Being able to present a strong argument is a valuable skill. Put simply, arguing helps us get things that we want, whether it is ordering pizza over Chinese, seeing a certain movie over another, purchasing a new car rather than repairing an old one, moving from one state to another, or going on vacation during the summer rather than staying at home. We also use argument to try and get others to change their ideas and beliefs or to take action. We might try to convince someone that the minimum wage should be raised, or persuade a family member to adopt a healthier lifestyle. Arguing is something that we do constantly, though we often might not think about what makes an argument successful. As we prepare for our persuasive essay (due in week four) we consider elements of successful persuasion. Three of the main elements of persuasion are Ethos (ethics) Logos (logic) and Pathos (Emotion). Successful persuasion may rely on appealing to one’s sense of order (logic), one’s understanding of what is morally right (ethics) or what is humane (emotion).
Note: In this blog, you will share an example of convincing someone to agree with you based on a personal preference.

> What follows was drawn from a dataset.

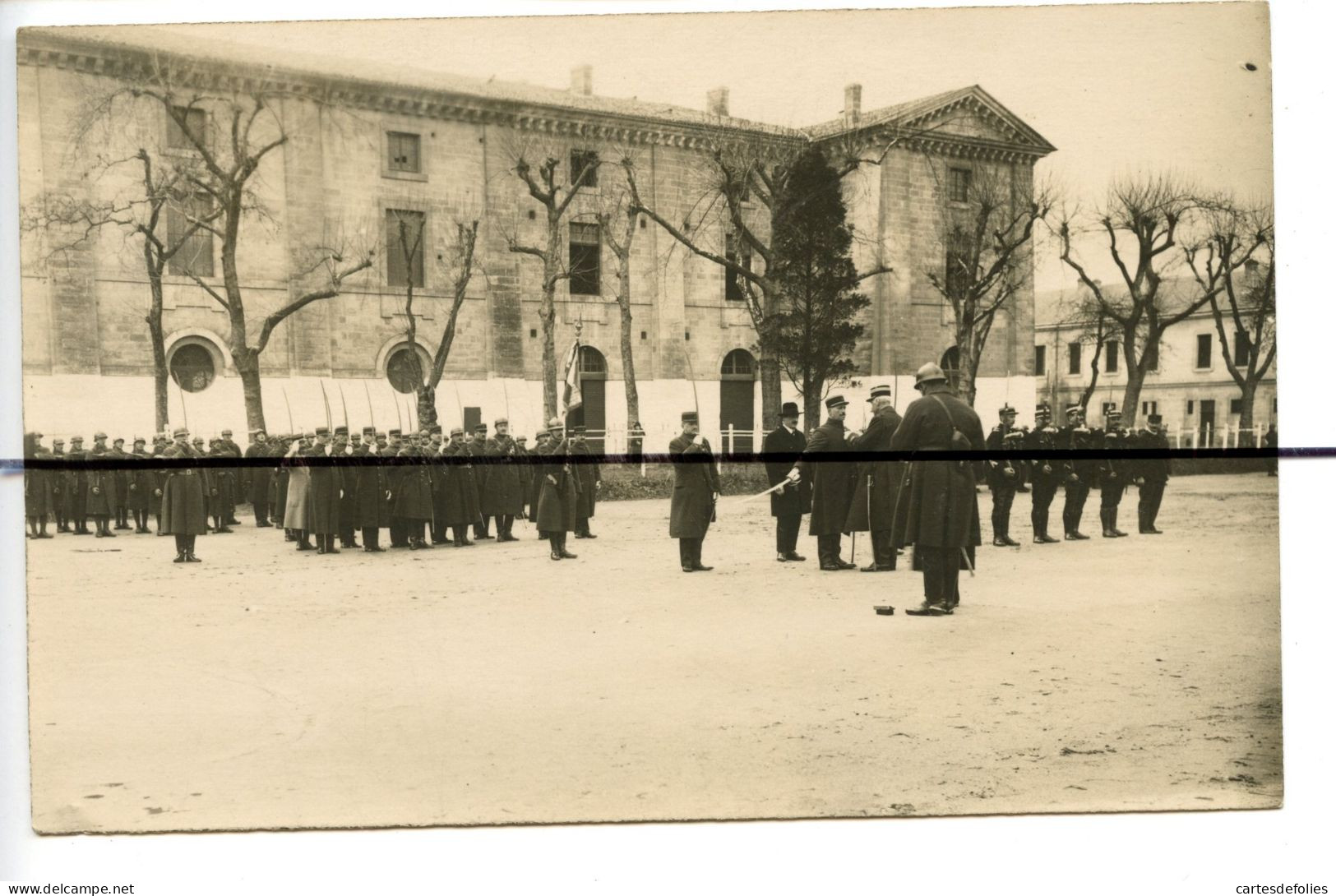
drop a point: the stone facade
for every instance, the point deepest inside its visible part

Respond the prompt below in no less than two paragraphs (250 words). In the first paragraph, describe the situation. In the second paragraph, tell the reader why or why not your efforts to convince were successful.
1. Write about a time when you tried to convince someone to do something. What reasons and/or evidence did you offer? Were you successful in your argument? Why or why not? The position you were trying to promote can be something simple like where to go to dinner or more complex like purchasing a car.